Edge Inference Runtimes
The inference runtime is the engine that executes your optimized model on edge hardware. Choosing the wrong runtime means leaving 2-10x performance on the table. This lesson covers every major runtime with production deployment code and head-to-head benchmarks so you can pick the right one for your hardware.
Runtime Comparison
Each runtime is optimized for specific hardware. Use this table to choose:
| Runtime | Target Hardware | Input Format | Quantization | Language | License |
|---|---|---|---|---|---|
| TFLite | Android, RPi, Coral TPU, MCUs | .tflite | INT8, FP16 | C++, Python, Java, Swift | Apache 2.0 |
| CoreML | iOS, macOS (Neural Engine, GPU) | .mlmodel / .mlpackage | INT8, FP16 | Swift, Objective-C | Apple proprietary |
| ONNX Runtime Mobile | Android, iOS, Linux ARM, Windows | .onnx / .ort | INT8, FP16 | C++, Python, Java, C# | MIT |
| TensorRT | NVIDIA GPUs (Jetson, dGPU) | .engine / .plan | INT8, FP16, INT4 | C++, Python | NVIDIA proprietary |
| OpenVINO | Intel CPUs, iGPUs, VPUs | .xml + .bin | INT8, FP16 | C++, Python | Apache 2.0 |
| NNAPI | Android (delegates to NPU/GPU/DSP) | Via TFLite delegate | INT8, FP16 | C (via NDK) | Android AOSP |
TFLite: Android, Raspberry Pi, Coral
TFLite is the most widely deployed edge runtime. It runs on everything from $3 microcontrollers to high-end Android phones:
import numpy as np
import tflite_runtime.interpreter as tflite
import time
class TFLiteInference:
"""Production TFLite inference wrapper with benchmarking."""

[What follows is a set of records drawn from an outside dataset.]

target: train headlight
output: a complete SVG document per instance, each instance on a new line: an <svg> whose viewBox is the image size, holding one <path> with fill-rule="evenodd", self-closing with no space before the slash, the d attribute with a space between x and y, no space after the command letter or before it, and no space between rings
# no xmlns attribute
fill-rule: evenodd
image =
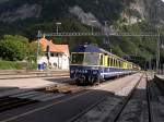
<svg viewBox="0 0 164 122"><path fill-rule="evenodd" d="M71 73L74 73L74 71L73 71L73 70L71 70Z"/></svg>
<svg viewBox="0 0 164 122"><path fill-rule="evenodd" d="M93 73L93 74L97 74L97 71L93 71L92 73Z"/></svg>

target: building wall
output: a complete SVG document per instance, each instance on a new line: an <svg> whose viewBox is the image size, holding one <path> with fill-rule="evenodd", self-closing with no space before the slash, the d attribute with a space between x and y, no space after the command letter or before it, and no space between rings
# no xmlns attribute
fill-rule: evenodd
<svg viewBox="0 0 164 122"><path fill-rule="evenodd" d="M47 57L40 57L38 59L38 64L45 63L48 65ZM49 58L49 68L50 69L59 69L59 70L69 70L69 57L65 53L54 54L54 57Z"/></svg>

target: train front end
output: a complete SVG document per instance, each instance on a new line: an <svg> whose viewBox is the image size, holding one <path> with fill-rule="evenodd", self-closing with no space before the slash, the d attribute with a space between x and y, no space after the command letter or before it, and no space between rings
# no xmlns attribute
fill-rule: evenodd
<svg viewBox="0 0 164 122"><path fill-rule="evenodd" d="M92 46L79 46L71 52L70 77L77 84L93 84L99 80L99 53Z"/></svg>

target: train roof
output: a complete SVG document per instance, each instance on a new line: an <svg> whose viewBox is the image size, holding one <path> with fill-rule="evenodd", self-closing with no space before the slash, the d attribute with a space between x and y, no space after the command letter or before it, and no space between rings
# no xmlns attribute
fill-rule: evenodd
<svg viewBox="0 0 164 122"><path fill-rule="evenodd" d="M80 45L73 48L73 52L102 52L98 47L93 45Z"/></svg>
<svg viewBox="0 0 164 122"><path fill-rule="evenodd" d="M93 45L79 45L77 47L73 48L72 52L97 52L97 53L106 53L106 54L109 54L109 56L113 56L115 58L118 58L119 60L121 61L126 61L126 62L129 62L114 53L110 53L102 48L98 48L97 46L93 46ZM129 62L129 63L132 63L132 62Z"/></svg>

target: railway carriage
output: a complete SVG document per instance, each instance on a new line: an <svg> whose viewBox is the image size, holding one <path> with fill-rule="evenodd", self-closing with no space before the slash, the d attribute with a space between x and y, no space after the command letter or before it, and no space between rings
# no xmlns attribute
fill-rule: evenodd
<svg viewBox="0 0 164 122"><path fill-rule="evenodd" d="M70 77L78 84L93 84L138 71L139 65L93 45L77 46L71 52Z"/></svg>

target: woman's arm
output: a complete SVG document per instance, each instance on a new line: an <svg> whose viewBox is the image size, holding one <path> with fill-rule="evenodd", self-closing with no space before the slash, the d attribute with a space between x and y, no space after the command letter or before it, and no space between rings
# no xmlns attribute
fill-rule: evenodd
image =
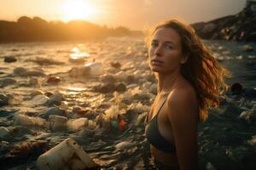
<svg viewBox="0 0 256 170"><path fill-rule="evenodd" d="M192 88L177 88L170 94L167 102L180 169L197 169L199 110L195 92Z"/></svg>

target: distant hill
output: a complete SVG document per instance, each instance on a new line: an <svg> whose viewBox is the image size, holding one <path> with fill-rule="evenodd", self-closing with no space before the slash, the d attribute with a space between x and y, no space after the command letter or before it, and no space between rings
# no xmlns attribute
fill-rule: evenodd
<svg viewBox="0 0 256 170"><path fill-rule="evenodd" d="M203 39L256 42L256 1L247 0L239 14L192 24Z"/></svg>
<svg viewBox="0 0 256 170"><path fill-rule="evenodd" d="M107 37L143 36L125 27L108 28L84 20L48 22L39 17L22 16L16 22L0 20L0 42L66 41Z"/></svg>

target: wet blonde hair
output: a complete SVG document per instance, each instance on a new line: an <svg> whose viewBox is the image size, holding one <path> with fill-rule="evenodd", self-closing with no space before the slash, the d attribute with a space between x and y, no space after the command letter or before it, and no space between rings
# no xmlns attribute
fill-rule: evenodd
<svg viewBox="0 0 256 170"><path fill-rule="evenodd" d="M228 88L224 79L230 76L230 73L217 62L210 50L195 35L192 26L177 20L168 20L153 28L146 39L148 47L159 28L172 28L180 37L182 52L189 57L181 65L181 72L196 92L200 121L203 122L208 116L207 109L218 106L219 96Z"/></svg>

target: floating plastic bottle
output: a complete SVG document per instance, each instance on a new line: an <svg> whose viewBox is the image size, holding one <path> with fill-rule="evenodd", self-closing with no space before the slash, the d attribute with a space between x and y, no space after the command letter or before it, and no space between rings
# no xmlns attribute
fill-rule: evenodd
<svg viewBox="0 0 256 170"><path fill-rule="evenodd" d="M62 131L67 129L67 118L57 115L49 116L49 129L53 132Z"/></svg>
<svg viewBox="0 0 256 170"><path fill-rule="evenodd" d="M73 139L67 139L37 160L40 170L79 170L96 167L97 165Z"/></svg>

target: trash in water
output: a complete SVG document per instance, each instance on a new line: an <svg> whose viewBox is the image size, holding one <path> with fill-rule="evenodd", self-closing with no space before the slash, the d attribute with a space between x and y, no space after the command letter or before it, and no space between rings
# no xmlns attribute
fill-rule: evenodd
<svg viewBox="0 0 256 170"><path fill-rule="evenodd" d="M40 170L52 169L84 169L98 167L73 139L67 139L37 160Z"/></svg>

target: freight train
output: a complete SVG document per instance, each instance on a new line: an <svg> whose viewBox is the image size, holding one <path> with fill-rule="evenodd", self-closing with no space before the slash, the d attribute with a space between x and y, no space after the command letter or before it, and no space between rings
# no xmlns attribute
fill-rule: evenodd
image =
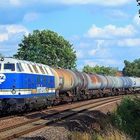
<svg viewBox="0 0 140 140"><path fill-rule="evenodd" d="M14 58L0 59L0 113L138 92L140 78L87 74Z"/></svg>

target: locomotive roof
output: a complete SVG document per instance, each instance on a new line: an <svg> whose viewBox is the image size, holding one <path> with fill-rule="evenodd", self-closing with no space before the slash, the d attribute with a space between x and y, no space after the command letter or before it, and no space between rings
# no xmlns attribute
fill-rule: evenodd
<svg viewBox="0 0 140 140"><path fill-rule="evenodd" d="M27 61L27 60L19 60L19 59L11 58L11 57L1 58L0 63L26 63L26 64L34 64L34 65L44 65L41 63L35 63L35 62ZM48 65L45 65L45 66L49 67Z"/></svg>

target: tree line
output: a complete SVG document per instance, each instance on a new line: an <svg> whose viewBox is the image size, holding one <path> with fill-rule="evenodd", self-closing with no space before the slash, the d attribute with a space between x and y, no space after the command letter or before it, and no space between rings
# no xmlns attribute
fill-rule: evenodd
<svg viewBox="0 0 140 140"><path fill-rule="evenodd" d="M50 30L34 30L28 36L24 36L19 49L14 58L46 64L52 67L62 67L65 69L76 69L76 51L73 45ZM0 54L2 57L2 54ZM124 61L123 74L125 76L140 76L140 59L133 62ZM105 66L83 67L83 72L97 73L103 75L116 75L117 68Z"/></svg>

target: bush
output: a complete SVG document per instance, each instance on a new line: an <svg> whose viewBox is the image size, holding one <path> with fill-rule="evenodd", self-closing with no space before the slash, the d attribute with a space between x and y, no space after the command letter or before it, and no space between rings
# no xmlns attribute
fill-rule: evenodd
<svg viewBox="0 0 140 140"><path fill-rule="evenodd" d="M111 118L113 124L121 131L140 139L140 98L124 98Z"/></svg>

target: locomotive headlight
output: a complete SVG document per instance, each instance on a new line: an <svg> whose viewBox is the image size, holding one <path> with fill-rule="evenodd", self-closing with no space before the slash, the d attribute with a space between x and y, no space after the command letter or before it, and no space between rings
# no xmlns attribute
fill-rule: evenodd
<svg viewBox="0 0 140 140"><path fill-rule="evenodd" d="M13 86L13 89L11 92L12 92L12 94L16 94L15 86Z"/></svg>

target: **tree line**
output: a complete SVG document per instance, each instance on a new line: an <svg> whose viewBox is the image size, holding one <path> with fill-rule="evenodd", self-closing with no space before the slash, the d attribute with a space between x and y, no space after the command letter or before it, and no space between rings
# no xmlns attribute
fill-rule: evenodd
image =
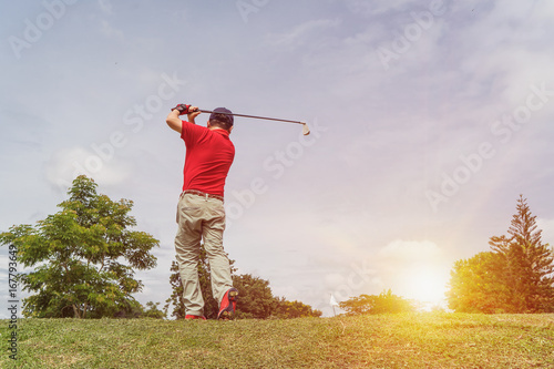
<svg viewBox="0 0 554 369"><path fill-rule="evenodd" d="M23 316L37 318L164 318L184 317L182 285L173 262L170 284L172 295L163 310L160 303L143 307L133 294L143 289L136 270L156 266L152 249L160 242L135 230L136 219L129 213L133 202L114 202L98 193L98 185L84 175L76 177L61 209L37 222L35 226L14 225L0 234L0 244L17 247L17 260L32 271L19 274ZM236 270L235 270L236 271ZM198 264L204 296L209 297L209 264L205 252ZM319 317L321 311L300 301L275 297L269 281L252 275L233 275L240 290L238 318ZM217 303L206 298L206 316L215 318Z"/></svg>
<svg viewBox="0 0 554 369"><path fill-rule="evenodd" d="M0 244L16 246L18 262L32 271L20 274L23 315L38 318L153 317L184 318L183 287L177 263L171 267L172 295L165 301L143 307L133 294L143 284L135 270L152 269L152 249L160 242L135 230L136 219L129 213L133 202L114 202L96 192L92 178L79 176L69 188L69 198L58 213L35 226L16 225L0 234ZM507 235L490 238L490 250L454 263L447 301L456 312L533 314L554 312L554 253L542 242L536 216L521 195ZM237 318L319 317L321 311L301 301L273 295L269 281L249 274L236 275L240 290ZM209 263L202 248L198 276L205 315L215 318L217 303L211 297ZM417 309L414 301L389 289L380 295L360 295L339 304L349 315L406 312ZM170 314L170 309L172 311Z"/></svg>

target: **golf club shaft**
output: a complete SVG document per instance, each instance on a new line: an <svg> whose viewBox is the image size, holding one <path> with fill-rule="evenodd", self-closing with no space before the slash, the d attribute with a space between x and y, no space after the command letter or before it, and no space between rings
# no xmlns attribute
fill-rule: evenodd
<svg viewBox="0 0 554 369"><path fill-rule="evenodd" d="M202 113L214 113L213 111L209 111L209 110L202 110L199 109L198 110L199 112ZM228 113L219 113L219 112L216 112L217 114L227 114L227 115L235 115L235 116L243 116L243 117L254 117L254 119L258 119L258 120L267 120L267 121L278 121L278 122L288 122L288 123L297 123L297 124L306 124L304 122L300 122L300 121L289 121L289 120L280 120L280 119L277 119L277 117L267 117L267 116L256 116L256 115L245 115L245 114L228 114Z"/></svg>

def __init__(self, model_path: str, num_threads: int = 4):
# Use EdgeTPU delegate for Coral, CPU otherwise
try:
delegate = tflite.load_delegate("libedgetpu.so.1")
self.interpreter = tflite.Interpreter(
model_path=model_path,
experimental_delegates=[delegate]
)
self.device = "coral_tpu"
except (ValueError, OSError):
self.interpreter = tflite.Interpreter(
model_path=model_path,
num_threads=num_threads
)
self.device = "cpu"
self.interpreter.allocate_tensors()
self.input_details = self.interpreter.get_input_details()

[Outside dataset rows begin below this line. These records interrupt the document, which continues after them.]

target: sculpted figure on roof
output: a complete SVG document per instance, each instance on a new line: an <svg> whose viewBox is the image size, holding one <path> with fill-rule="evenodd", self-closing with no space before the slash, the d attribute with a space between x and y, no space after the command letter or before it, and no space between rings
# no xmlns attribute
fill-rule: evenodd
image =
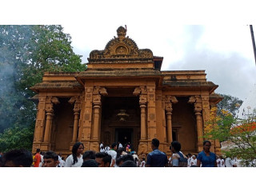
<svg viewBox="0 0 256 192"><path fill-rule="evenodd" d="M90 62L142 62L147 59L152 62L153 53L149 49L139 50L135 42L126 37L126 26L119 26L117 30L118 38L114 37L103 50L93 50L90 54Z"/></svg>

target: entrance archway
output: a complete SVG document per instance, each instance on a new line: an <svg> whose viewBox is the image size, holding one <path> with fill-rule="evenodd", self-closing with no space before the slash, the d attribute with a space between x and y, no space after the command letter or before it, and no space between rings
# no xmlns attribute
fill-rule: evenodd
<svg viewBox="0 0 256 192"><path fill-rule="evenodd" d="M122 146L128 143L134 143L134 129L117 128L114 132L114 140L120 142Z"/></svg>
<svg viewBox="0 0 256 192"><path fill-rule="evenodd" d="M130 142L138 150L140 138L140 108L137 97L106 97L102 100L101 140L107 145ZM120 118L120 111L127 116Z"/></svg>

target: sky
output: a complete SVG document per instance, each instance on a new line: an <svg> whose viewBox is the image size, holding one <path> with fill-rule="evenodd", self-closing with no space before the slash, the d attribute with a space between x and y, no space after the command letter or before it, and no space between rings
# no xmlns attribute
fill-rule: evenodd
<svg viewBox="0 0 256 192"><path fill-rule="evenodd" d="M217 93L244 100L256 83L256 66L247 26L256 24L254 7L254 1L250 0L8 0L1 2L0 24L60 24L64 32L71 35L74 50L82 55L83 62L87 62L91 50L103 50L106 43L117 36L118 26L126 25L127 35L139 49L150 49L154 56L164 58L162 70L205 70L207 81L219 86ZM256 25L254 26L256 31ZM20 186L26 183L21 178L26 177L23 177L22 171L12 171L3 174L10 175L12 179L5 179L2 186L11 186L14 190L20 190ZM38 174L38 170L33 171L35 170L30 170L27 176ZM94 190L100 186L98 175L102 178L100 182L102 186L109 186L111 178L114 177L114 187L120 187L124 191L131 190L123 187L122 177L117 177L123 175L118 172L120 170L111 170L111 173L106 170L94 170L89 174L85 171L68 171L58 170L58 173L65 175L62 178L52 174L52 170L41 170L40 175L47 178L47 186L55 186L58 190L74 190L75 186L83 189L85 186ZM229 171L211 169L210 174L209 170L200 170L202 175L206 177L197 177L197 169L155 169L154 173L150 169L139 170L136 174L133 171L132 169L126 171L133 178L132 182L143 183L143 189L150 188L150 190L158 190L160 186L180 190L185 180L187 186L194 186L187 188L190 191L198 191L194 183L199 182L205 186L218 183L216 187L234 191L249 189L254 183L254 177L247 177L248 173L242 169ZM226 177L223 178L224 174ZM75 177L66 177L71 174ZM152 175L156 176L154 182L157 185L148 182L152 181ZM186 175L189 176L188 179L178 179ZM219 175L223 179L213 183L211 181ZM65 185L56 186L56 181L58 182L56 178L62 178L60 182ZM38 177L30 177L30 183L36 185L38 179ZM18 185L13 185L13 181ZM226 182L232 185L221 186ZM216 187L209 188L208 185L208 192L216 191ZM45 190L42 187L37 189Z"/></svg>
<svg viewBox="0 0 256 192"><path fill-rule="evenodd" d="M8 24L61 24L83 62L126 25L126 34L139 49L164 58L162 70L205 70L207 81L219 86L217 93L242 100L256 83L248 25L256 23L253 1L25 2L4 2L11 11L2 9L1 19L7 18Z"/></svg>
<svg viewBox="0 0 256 192"><path fill-rule="evenodd" d="M163 57L162 70L205 70L207 81L218 85L217 93L244 100L256 83L256 66L248 25L178 25L150 27L135 22L95 26L63 24L64 32L72 37L74 52L82 62L93 50L104 50L117 37L119 26L126 25L126 35L139 49L148 48L154 55ZM256 30L256 26L255 26Z"/></svg>

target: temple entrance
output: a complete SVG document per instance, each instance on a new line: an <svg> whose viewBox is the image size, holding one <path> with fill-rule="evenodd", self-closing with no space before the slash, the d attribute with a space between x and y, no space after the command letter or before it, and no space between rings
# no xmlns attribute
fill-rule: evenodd
<svg viewBox="0 0 256 192"><path fill-rule="evenodd" d="M134 90L108 89L108 96L102 98L100 140L109 146L120 142L125 146L130 142L138 150L141 111L138 97L132 94ZM124 93L130 97L116 97Z"/></svg>
<svg viewBox="0 0 256 192"><path fill-rule="evenodd" d="M114 135L115 141L120 142L123 146L129 142L134 142L134 130L131 128L115 129Z"/></svg>

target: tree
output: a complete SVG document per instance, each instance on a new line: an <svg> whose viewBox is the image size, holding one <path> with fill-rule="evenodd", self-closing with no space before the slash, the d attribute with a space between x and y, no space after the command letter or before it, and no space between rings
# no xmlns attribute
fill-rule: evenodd
<svg viewBox="0 0 256 192"><path fill-rule="evenodd" d="M222 115L222 110L225 110L234 116L243 101L231 95L218 94L222 97L223 99L217 104L217 114L218 116Z"/></svg>
<svg viewBox="0 0 256 192"><path fill-rule="evenodd" d="M36 107L30 87L46 71L84 70L81 57L61 26L0 26L0 133L33 132Z"/></svg>
<svg viewBox="0 0 256 192"><path fill-rule="evenodd" d="M230 146L222 151L226 157L238 158L245 166L256 166L255 110L246 119L236 118L225 110L216 116L216 111L215 107L211 110L204 138L228 142Z"/></svg>

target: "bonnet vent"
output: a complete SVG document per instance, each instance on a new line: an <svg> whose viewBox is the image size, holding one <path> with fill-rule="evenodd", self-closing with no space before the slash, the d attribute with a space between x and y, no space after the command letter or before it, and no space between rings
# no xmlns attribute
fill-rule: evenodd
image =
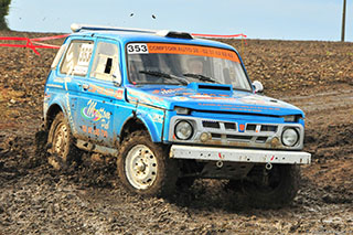
<svg viewBox="0 0 353 235"><path fill-rule="evenodd" d="M199 84L199 89L213 89L220 92L232 92L232 86L228 85L211 85L211 84Z"/></svg>

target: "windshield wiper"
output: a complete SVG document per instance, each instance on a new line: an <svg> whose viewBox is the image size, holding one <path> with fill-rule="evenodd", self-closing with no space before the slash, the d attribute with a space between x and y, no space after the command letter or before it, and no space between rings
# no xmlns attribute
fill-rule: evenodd
<svg viewBox="0 0 353 235"><path fill-rule="evenodd" d="M196 79L200 79L202 82L211 82L211 83L218 83L218 81L212 78L212 77L207 77L205 75L202 75L202 74L183 74L184 76L186 77L192 77L192 78L196 78Z"/></svg>
<svg viewBox="0 0 353 235"><path fill-rule="evenodd" d="M183 77L179 77L172 74L167 74L160 71L139 71L140 74L147 74L147 75L151 75L151 76L156 76L156 77L162 77L162 78L167 78L167 79L176 79L178 82L180 82L181 84L188 85L189 82L188 79L183 78Z"/></svg>

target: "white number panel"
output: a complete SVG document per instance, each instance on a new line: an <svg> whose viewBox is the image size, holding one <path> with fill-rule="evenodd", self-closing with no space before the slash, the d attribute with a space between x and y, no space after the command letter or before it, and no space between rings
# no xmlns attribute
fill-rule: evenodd
<svg viewBox="0 0 353 235"><path fill-rule="evenodd" d="M127 46L128 54L147 54L148 47L147 44L142 43L130 43Z"/></svg>

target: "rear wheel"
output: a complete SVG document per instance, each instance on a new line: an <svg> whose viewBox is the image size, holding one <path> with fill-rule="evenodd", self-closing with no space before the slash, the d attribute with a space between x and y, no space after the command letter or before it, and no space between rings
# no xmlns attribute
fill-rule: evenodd
<svg viewBox="0 0 353 235"><path fill-rule="evenodd" d="M242 189L256 207L278 209L295 199L299 181L297 165L275 164L269 171L264 165L256 165L242 182Z"/></svg>
<svg viewBox="0 0 353 235"><path fill-rule="evenodd" d="M71 128L63 113L57 114L54 118L47 142L51 146L49 163L56 170L68 167L81 157L81 150L74 146Z"/></svg>
<svg viewBox="0 0 353 235"><path fill-rule="evenodd" d="M179 168L169 148L153 143L146 131L122 141L117 168L120 181L132 193L167 196L174 191Z"/></svg>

self.output_details = self.interpreter.get_output_details()
# Get input shape and type for preprocessing
self.input_shape = self.input_details[0]["shape"] # e.g. [1,224,224,3]
self.input_dtype = self.input_details[0]["dtype"] # uint8 or float32
# Get quantization params for INT8 models
if self.input_dtype == np.uint8:
quant = self.input_details[0]["quantization_parameters"]
self.input_scale = quant["scales"][0]
self.input_zero_point = quant["zero_points"][0]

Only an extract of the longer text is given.